Breathlessness (also known as dyspnea)
This condition at the end of life is common and often hard. A person can feel breathless even if their breathing and oxygen levels are normal. Moving cool air across a person’s face from a window or with a fan can help. Oxygen therapy and, in some cases, medications can help.
Terminal respiratory secretions
Also known as a “death rattle,” terminal respiratory secretion are a sign that death is close. These sounds are caused by fluid that collects in the back of a person’s throat and windpipe. This happens when the person can’t swallow or cough. Moving a person in bed and raising the head of the bed can help. Gentle removal of the fluid and medications to dry up secretions may also be helpful.
Care and Treatment
Palliative Care
Palliative care is medical care that focuses on relieving a person’s pain and other symptoms of illness. This type of care is for any person with a serious illness, regardless of how long they may live. Primary care professionals or specialists can provide palliative care.
Hospice Care
Hospice care is specialized care for people who are likely to live 6 months or less. Being in hospice means shifting from trying to extend life to treating symptoms and improving the person’s quality of life.
People can receive hospice care in their homes, in a nursing home, or in an inpatient hospice facility. The team providing care includes a doctor or nurse practitioner, nurse, home health aide, social worker, chaplain, and volunteer.
These team members visit dying people regularly and are available by phone all day, every day. However, family, friends, or care teams at a facility provide most care for people receiving hospice care.
End-of-Life Considerations
Several medical orders need attention when a person is at the end of their life.
Do-Not-Resuscitate (DNR) Orders
CPR (cardiopulmonary resuscitation) can be effective for sudden and unexpected death. However, it is painful and often not effective for people at the end of their lives.

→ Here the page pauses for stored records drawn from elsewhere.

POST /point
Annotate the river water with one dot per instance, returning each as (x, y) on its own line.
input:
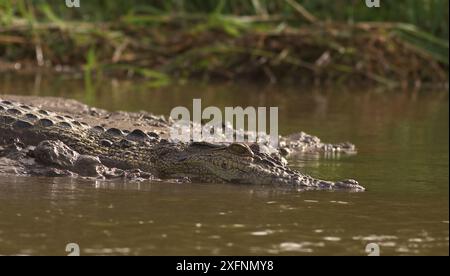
(402, 160)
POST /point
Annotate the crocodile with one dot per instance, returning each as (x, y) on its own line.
(65, 142)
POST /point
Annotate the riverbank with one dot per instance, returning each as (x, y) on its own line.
(176, 48)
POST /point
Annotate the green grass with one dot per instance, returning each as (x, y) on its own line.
(95, 34)
(429, 15)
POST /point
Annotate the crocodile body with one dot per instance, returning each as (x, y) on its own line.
(149, 152)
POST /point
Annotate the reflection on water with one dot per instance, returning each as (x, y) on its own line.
(403, 161)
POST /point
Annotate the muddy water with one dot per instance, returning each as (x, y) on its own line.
(403, 161)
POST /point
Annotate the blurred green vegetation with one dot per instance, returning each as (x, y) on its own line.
(429, 15)
(120, 23)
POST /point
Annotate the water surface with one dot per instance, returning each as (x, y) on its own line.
(402, 138)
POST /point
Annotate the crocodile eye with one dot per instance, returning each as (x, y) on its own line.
(241, 149)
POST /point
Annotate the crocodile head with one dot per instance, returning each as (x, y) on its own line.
(238, 163)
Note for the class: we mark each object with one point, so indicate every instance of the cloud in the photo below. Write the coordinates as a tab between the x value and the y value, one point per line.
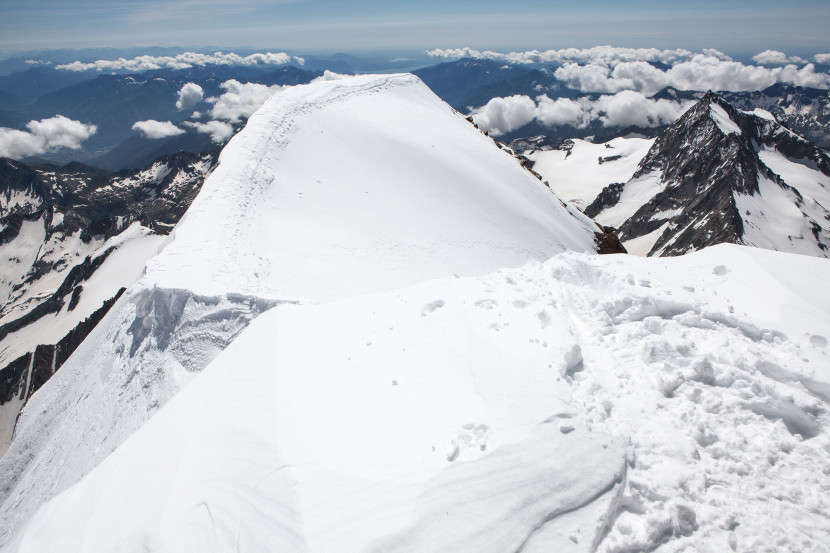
181	61
501	115
189	95
219	131
605	69
44	136
600	55
702	72
774	57
240	101
157	129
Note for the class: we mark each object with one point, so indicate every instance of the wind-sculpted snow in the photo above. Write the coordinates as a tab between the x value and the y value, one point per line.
333	189
359	185
138	357
588	403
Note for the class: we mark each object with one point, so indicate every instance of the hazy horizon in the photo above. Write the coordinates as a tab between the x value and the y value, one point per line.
742	28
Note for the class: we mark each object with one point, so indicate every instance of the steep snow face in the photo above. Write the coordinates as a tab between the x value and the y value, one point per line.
358	185
579	172
590	403
333	189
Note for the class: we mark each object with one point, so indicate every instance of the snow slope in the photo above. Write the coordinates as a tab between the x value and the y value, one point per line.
716	175
588	403
580	173
373	176
333	189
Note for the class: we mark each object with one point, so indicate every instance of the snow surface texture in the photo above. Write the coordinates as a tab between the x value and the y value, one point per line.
332	189
660	214
580	173
588	403
126	255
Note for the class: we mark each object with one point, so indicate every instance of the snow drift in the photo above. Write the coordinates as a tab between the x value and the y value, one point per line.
333	189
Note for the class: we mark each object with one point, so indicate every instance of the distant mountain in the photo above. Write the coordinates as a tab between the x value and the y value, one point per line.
139	152
115	102
460	82
375	331
71	237
718	175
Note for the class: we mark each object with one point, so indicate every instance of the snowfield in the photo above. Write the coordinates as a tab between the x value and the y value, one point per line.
357	342
582	404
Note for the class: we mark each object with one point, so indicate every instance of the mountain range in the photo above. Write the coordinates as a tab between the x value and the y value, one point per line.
718	174
368	326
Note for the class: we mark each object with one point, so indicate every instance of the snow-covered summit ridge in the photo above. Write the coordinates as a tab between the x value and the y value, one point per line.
357	185
333	189
586	404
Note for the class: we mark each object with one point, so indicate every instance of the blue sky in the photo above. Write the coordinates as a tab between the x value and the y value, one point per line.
735	26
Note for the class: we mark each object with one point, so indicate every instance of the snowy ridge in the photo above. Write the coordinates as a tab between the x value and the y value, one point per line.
70	238
387	184
695	407
332	189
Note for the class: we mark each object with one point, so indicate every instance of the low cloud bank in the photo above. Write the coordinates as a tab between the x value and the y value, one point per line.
44	136
157	129
503	115
181	61
605	69
189	95
219	131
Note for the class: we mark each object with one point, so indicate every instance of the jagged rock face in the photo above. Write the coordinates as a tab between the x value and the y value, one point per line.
804	110
58	226
688	191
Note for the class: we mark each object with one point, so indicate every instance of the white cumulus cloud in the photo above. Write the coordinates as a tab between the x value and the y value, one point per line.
240	101
44	136
774	57
601	55
700	73
219	131
189	95
330	76
501	115
605	69
157	129
182	61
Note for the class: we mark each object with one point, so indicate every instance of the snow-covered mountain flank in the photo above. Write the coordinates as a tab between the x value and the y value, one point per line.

A healthcare professional can write a “Do-Not-Resuscitate” (or “DNR”) order. This order can prevent CPR when a person’s heart has stopped. People who have an implantable cardioverter defibrillator (ICD) need to talk with their providers about turning these devices off at the end of life. This can help them avoid painful shocks to their hearts. These shocks are meant to restart a person’s heart.

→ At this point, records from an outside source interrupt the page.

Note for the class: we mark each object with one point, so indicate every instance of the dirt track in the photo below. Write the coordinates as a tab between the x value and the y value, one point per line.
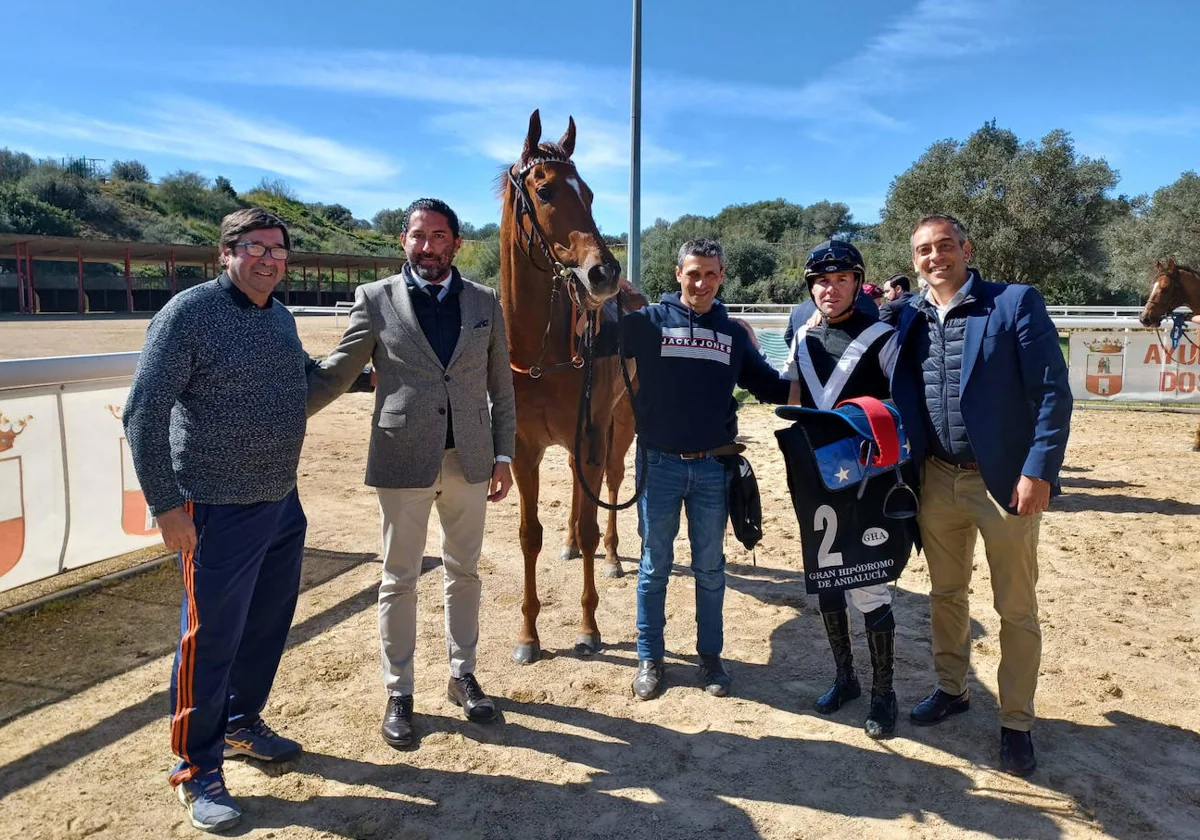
83	741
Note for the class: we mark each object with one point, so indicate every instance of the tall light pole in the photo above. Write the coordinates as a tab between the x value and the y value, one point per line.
635	155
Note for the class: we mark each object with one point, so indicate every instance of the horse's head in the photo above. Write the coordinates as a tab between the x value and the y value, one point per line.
1165	293
552	214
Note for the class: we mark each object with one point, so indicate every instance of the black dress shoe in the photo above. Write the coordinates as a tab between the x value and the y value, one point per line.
713	676
1017	753
465	691
648	682
397	721
939	706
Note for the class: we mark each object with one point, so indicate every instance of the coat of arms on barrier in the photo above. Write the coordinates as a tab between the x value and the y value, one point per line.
12	495
1105	366
136	517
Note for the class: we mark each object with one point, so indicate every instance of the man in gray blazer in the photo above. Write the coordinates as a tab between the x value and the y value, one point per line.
443	432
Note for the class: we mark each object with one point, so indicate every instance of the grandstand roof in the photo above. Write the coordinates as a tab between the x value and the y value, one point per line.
70	249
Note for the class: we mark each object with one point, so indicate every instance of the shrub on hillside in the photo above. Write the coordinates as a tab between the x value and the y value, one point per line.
15	165
222	186
189	193
23	213
129	171
277	187
135	193
389	222
64	190
174	231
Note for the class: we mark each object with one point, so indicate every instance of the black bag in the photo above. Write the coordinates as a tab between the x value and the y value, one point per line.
743	502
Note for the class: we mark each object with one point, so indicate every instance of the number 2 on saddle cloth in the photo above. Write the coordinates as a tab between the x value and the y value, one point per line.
852	483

Orders for Life-Sustaining Treatment
Most states allow forms that put a person’s choices about their care into medical orders that healthcare professionals must follow. Generally, a person’s physician writes these orders, which prevent healthcare professionals from doing life sustaining treatments like CPR.
These forms differ from advance directives about end-of-life care. The forms are for people who are seriously ill, but not necessarily dying. These forms have different names including:
- Physician Orders for Life-Sustaining Treatment (POLST)

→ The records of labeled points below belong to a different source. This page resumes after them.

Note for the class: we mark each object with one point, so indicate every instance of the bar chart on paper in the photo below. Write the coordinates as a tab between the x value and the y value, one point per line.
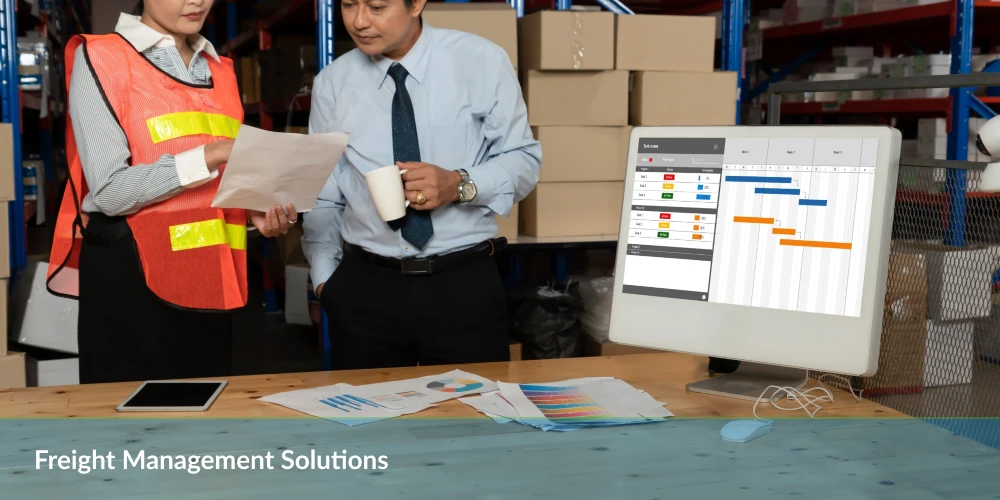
776	223
789	226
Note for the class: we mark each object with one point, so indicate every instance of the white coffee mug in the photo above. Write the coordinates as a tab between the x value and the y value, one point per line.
386	187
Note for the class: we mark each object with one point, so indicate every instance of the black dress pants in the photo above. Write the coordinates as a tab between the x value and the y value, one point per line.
127	333
380	318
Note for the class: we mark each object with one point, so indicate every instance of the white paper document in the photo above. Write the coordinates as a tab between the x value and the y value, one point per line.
269	169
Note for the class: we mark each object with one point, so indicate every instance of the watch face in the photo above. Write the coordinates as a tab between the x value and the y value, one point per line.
468	191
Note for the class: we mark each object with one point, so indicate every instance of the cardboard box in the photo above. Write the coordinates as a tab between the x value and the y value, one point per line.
515	350
557	209
660	98
14	371
592	348
496	22
564	40
579	154
665	43
904	330
507	227
555	98
6	164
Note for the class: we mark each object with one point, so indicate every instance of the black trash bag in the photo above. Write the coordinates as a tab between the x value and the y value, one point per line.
546	321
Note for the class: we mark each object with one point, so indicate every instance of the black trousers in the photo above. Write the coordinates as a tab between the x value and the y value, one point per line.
126	333
380	318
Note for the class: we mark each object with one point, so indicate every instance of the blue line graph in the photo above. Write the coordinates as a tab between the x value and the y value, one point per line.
754	178
793	192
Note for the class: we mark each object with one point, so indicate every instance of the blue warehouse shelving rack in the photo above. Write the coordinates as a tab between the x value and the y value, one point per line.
56	20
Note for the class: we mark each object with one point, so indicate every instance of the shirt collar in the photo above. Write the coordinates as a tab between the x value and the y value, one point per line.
415	61
143	37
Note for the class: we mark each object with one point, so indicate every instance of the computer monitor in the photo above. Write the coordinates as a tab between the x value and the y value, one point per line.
766	245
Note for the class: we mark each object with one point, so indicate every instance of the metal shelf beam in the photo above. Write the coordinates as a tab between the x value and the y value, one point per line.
10	112
958	139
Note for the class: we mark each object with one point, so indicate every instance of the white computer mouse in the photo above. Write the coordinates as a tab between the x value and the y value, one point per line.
741	431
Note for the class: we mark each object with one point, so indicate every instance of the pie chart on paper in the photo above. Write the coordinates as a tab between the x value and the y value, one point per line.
454	385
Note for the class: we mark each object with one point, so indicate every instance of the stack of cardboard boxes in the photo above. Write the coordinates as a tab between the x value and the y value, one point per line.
578	107
672	60
12	365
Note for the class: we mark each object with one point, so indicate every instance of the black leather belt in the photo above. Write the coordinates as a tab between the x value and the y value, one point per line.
433	264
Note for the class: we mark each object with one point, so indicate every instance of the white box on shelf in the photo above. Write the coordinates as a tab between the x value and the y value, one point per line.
58	372
959	279
40	319
949	353
862	52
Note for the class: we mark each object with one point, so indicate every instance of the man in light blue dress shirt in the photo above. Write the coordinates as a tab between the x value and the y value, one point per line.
446	107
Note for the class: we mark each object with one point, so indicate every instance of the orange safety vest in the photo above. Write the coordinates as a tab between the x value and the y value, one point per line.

- Medical Orders for Life-Sustaining Treatment (MOLST)
- Physician Orders for Scope of Treatment (POST)
- Medical Orders for Scope of Treatment (MOST)
- Most states’ POLST form are available at the National POLST website.
Artificial Feeding and Hydration
People who are seriously ill or dying often eat and drink less. This can be very hard on families or caregivers, who may want to provide food and water artificially. This happens with intravenous lines or a feeding tube. This type of care can be painful and confusing for the person who is dying and it can cause infections.
Healthcare staff need to offer food and drink by mouth to a person who is seriously ill or dying. However, if the person refuses it, the staff need to honor this choice.
Medical Aid in Dying
A few states have laws that allow physicians to prescribe medications that help people, who have an illness that will cause death, to end their lives. The person needs to take the life-ending medications themselves. Oregon was the first state to legalize aid-in-dying.
Many of the people who get the medications to end their lives don’t use them.